Eurofer is planning to take legal action against the European Commission’s proposed emissions benchmarks. However, if this fails it will be time to consider how the industry can weather the added costs. SBB’s Green Steel Strategies conference looked at a number of approaches. More stories from the conference will follow shortly.
SBB 6 April The European steel industry could lose its lead in technology to Japan or China if European Union policy fails to encourage further investment in the industry, argues Eurofer director general Gordon Moffat. Speaking at Steel Business Briefing’s Green Steel Strategies summit in Brussels, he added that EU policy is in danger of crippling the industry.
The main threat comes from the implementation of the Emissions Trading Scheme (ETS), Moffat says. The scheme is not being executed as intended, he alleges. The European Commission was meant to set benchmarks for free carbon credit allowances, allowing the most efficient European plants to avoid any significant additional costs.

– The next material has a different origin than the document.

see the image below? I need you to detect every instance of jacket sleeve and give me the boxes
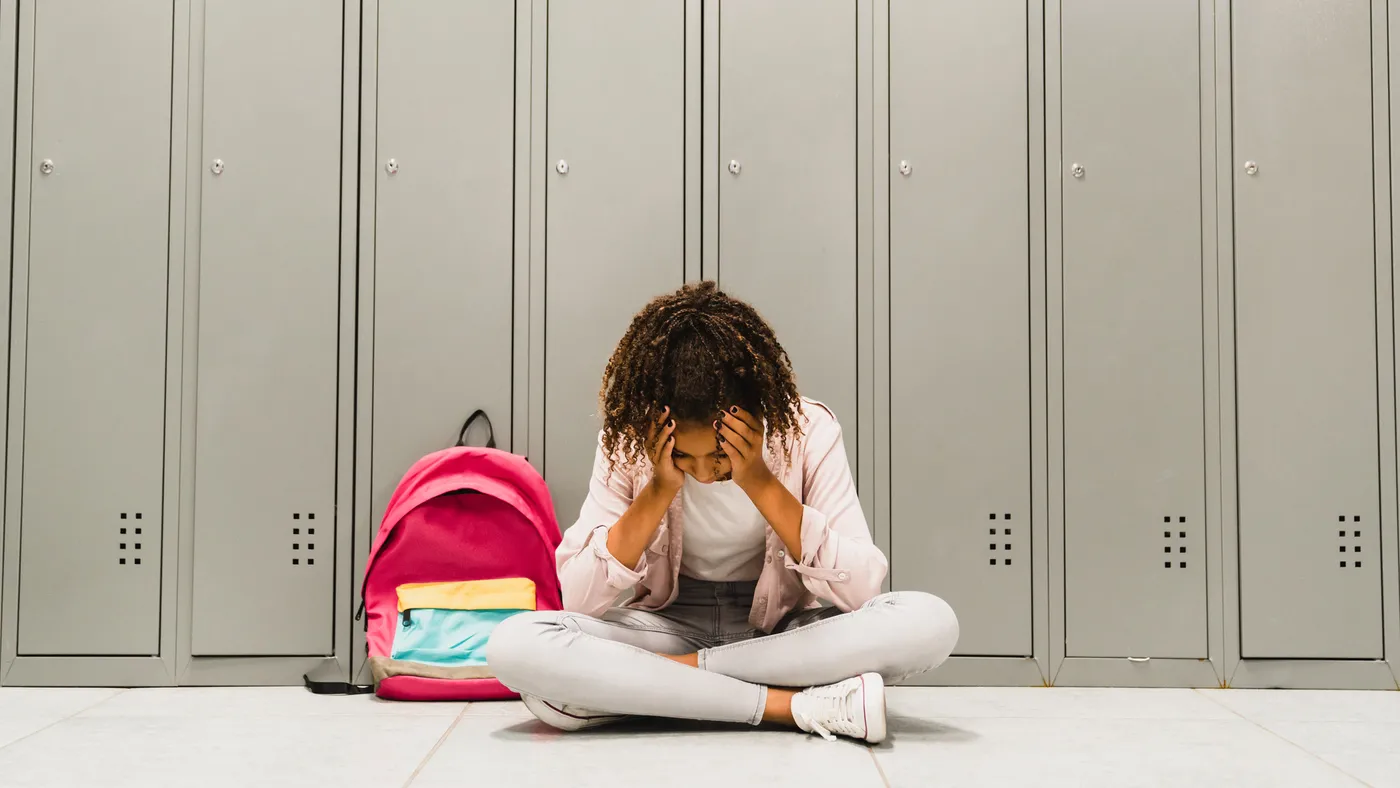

However, the proposed benchmarks are unachievable by even the most efficient steelmakers, Eurofer claims and the organisation plans to take the European Commission to court over the benchmarks, as previously reported by SBB.
The industry would have faced a 15% shortfall in carbon credits if the benchmarks had been set at levels recommended by Eurofer, Moffat says. The EC’s benchmarks are likely to result in an €11bn cost to the steel industry in 2013-2020, Eurofer estimates.
Moffat also raised the issue of higher electricity prices as a result of the ETS. The EC has allowed member states to give some compensation to industry. However, guidelines have not been set and Eurofer is concer,ned that the EC will not recommend full compensation, he adds.